Currently I am reading a paper which derives a multiplication of matrix such as: $AB=I$, with $B$ is the inverse of $A$, $I$ is an identity matrix. This is the short hand notation for the following summation: $$\sum_j a_{ij}b_{jk}=\delta_{ik}.$$ where $a_{ij}$ and $b_{jk}$ (which are functions of variable $h$) are elements of $A$ and $B$; $\delta_{ik}$ is Kronecker delta. The authors claim that the continuous equivalent of this summation is given by: $$\{a*b\}(h)=\delta(h).$$ where * denotes the convolution. Actually, I cannot understand what theorem or properties behind this claim. Is there anyone knows this issue? Thank you.

Answer 1

No, the equivalence is not when "$a_{ij}$ and $b_{jk}$ are functions of $h$".
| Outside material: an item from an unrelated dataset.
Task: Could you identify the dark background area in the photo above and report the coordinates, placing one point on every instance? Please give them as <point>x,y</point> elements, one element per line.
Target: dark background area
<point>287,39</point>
In the equivalence to the continuous case, $h$ is taking over the roles of $i, j, k$. But it is easier to see when we use three continuous variables that correspond to each of the three indices, say $$i \to x, j \to y, k \to z$$ Then matrix elements correspond to $$a_{ij} \to a(x - y)\\b_{jk} \to b(y - z)\\\delta_{ik} \to \delta(i - k)$$ and finally, the summation over $j$ becomes integration over $y$:

$$\int_{\Bbb R} a(x-y)b(y-z)dy = \delta(x - z)$$

Doesn't look quite right yet. So substitute $u = y - z$, then $du = dy$ and the limits don't change as $u$ still covers all of $\Bbb R$. but $x - y = x - z - u$, so it becomes $$\int_{\Bbb R} a(x- z - u)b(u)du = \delta(x - z)$$ The expression on the left is the definition of $\{a*b\}(x - z)$. Substitute $h = x - z$ and you have your equivalence.